Secondo il quotidiano "New York Times", le autorità statunitensi hanno deciso di non intercettare la nave e di consentirle di entrare nelle acque territoriali cubane
La petroliera russa Anatolij Kolodkin, con a bordo circa 730 mila barili di petrolio greggio Ural, è attraccata al porto di Matanzas, a Cuba. Lo ha annunciato il ministero dei Trasporti russo. La nave, partita da Primorsk il 9 marzo, è la prima petroliera a raggiungere Cuba in tre mesi.
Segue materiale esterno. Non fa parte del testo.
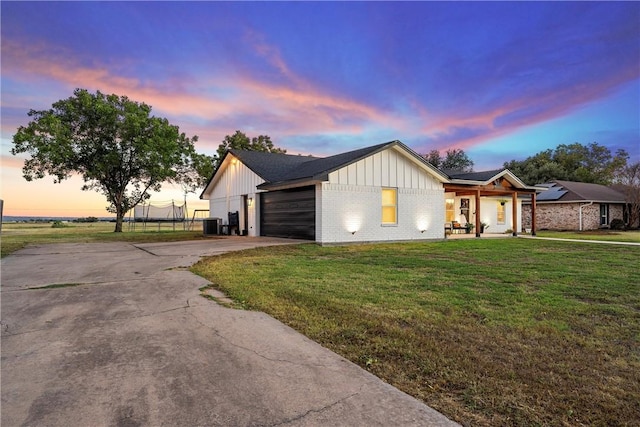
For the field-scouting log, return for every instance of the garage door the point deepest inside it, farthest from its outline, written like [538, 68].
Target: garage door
[289, 213]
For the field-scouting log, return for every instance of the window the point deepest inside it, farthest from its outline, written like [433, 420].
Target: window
[464, 209]
[389, 205]
[604, 214]
[501, 214]
[450, 212]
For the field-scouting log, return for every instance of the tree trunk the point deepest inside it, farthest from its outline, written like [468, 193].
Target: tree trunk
[119, 218]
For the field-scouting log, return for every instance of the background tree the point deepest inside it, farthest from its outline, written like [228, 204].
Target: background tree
[455, 160]
[627, 181]
[591, 163]
[240, 141]
[111, 141]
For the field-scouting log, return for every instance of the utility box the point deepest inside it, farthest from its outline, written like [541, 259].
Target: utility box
[211, 226]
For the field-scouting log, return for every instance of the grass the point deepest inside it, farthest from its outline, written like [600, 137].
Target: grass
[489, 332]
[16, 236]
[604, 235]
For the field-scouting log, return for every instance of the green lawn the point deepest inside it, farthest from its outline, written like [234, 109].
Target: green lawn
[15, 236]
[605, 235]
[489, 332]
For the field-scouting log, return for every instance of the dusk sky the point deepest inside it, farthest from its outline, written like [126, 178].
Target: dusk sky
[501, 80]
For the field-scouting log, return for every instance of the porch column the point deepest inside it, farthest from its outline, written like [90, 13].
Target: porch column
[477, 213]
[514, 212]
[533, 214]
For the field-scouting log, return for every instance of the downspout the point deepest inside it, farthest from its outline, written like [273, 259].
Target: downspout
[583, 206]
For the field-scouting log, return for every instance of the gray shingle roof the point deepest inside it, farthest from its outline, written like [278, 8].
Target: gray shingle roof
[319, 168]
[271, 167]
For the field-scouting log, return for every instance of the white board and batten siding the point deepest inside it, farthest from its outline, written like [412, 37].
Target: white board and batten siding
[226, 196]
[349, 205]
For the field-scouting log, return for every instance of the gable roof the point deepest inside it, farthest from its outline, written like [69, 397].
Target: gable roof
[286, 170]
[571, 191]
[487, 177]
[270, 166]
[318, 169]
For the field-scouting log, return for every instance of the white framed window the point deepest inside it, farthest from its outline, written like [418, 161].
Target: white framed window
[389, 206]
[450, 212]
[502, 214]
[604, 214]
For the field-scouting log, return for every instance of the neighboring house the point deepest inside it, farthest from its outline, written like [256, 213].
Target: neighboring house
[385, 192]
[568, 205]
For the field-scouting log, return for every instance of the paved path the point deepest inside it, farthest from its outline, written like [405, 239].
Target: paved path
[133, 343]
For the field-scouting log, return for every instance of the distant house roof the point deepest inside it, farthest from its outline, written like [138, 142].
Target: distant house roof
[570, 191]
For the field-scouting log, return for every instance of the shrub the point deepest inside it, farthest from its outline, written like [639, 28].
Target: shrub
[617, 224]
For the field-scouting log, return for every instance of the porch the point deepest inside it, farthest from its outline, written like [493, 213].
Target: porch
[486, 203]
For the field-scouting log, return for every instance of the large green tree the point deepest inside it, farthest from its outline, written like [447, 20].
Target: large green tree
[114, 143]
[454, 160]
[591, 163]
[240, 141]
[627, 181]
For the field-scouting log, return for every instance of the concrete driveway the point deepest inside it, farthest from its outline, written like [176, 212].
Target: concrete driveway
[132, 343]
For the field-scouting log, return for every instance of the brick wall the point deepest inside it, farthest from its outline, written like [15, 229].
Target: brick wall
[566, 216]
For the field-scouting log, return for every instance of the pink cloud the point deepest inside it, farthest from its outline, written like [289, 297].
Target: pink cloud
[293, 108]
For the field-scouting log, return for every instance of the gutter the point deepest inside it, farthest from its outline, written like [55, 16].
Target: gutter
[583, 206]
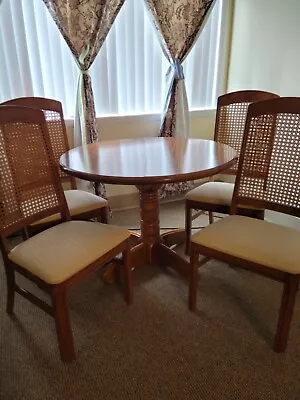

La nave batte bandiera russa, viaggia senza scorta militare e, secondo ricostruzioni del quotidiano “Kommersant”, è stata scortata nel Canale della Manica da una corvetta della Marina russa, proseguendo poi autonomamente nell’Oceano Atlantico.
La Anatolij Kolodkin, di proprietà di Sovcomflot – la più grande compagnia di navigazione russa – e soggetta dal 2024 a sanzioni di Stati Uniti, Regno Unito e Unione europea, prende il nome da un giurista marittimo russo. Secondo il quotidiano “New York Times”, le autorità statunitensi hanno deciso di non intercettare la nave e di consentirle di entrare nelle acque territoriali cubane. “La Guardia costiera statunitense ha due pattugliatori nella regione che potrebbero tentare di intercettare la petroliera russa. Tuttavia, l’amministrazione (guidata dal presidente Donald) Trump non ha ordinato a queste navi di intervenire”, ha riferito il quotidiano citando un funzionario statunitense informato sulla vicenda.Jorge Pinon, esperto di energia dell’Università del Texas interpellato da “Kommersant”, ha affermato che una volta nelle acque cubane sarebbe stato “praticamente impossibile” per gli Stati Uniti fermare la petroliera. Sullo sfondo resta la crisi energetica dell’isola. “Per tre mesi nessuna petroliera ha attraccato a Cuba. Ciò significa tre mesi senza gasolio, olio combustibile, benzina, carburante per aerei o gas naturale liquefatto”, ha dichiarato il viceministro cubano dell’Energia, Argelio Abad, secondo cui Washington avrebbe trasformato il tradizionale embargo commerciale in un “embargo energetico di massima intensità”, facendo pressione su fornitori, compagnie di navigazione, assicuratori e intermediari finanziari. Dal Cremlino, il portavoce Dmitrij Peskov ha confermato contatti costanti con la leadership cubana e la discussione di “possibili opzioni per aiutare Cuba nella difficile situazione in cui si trova”.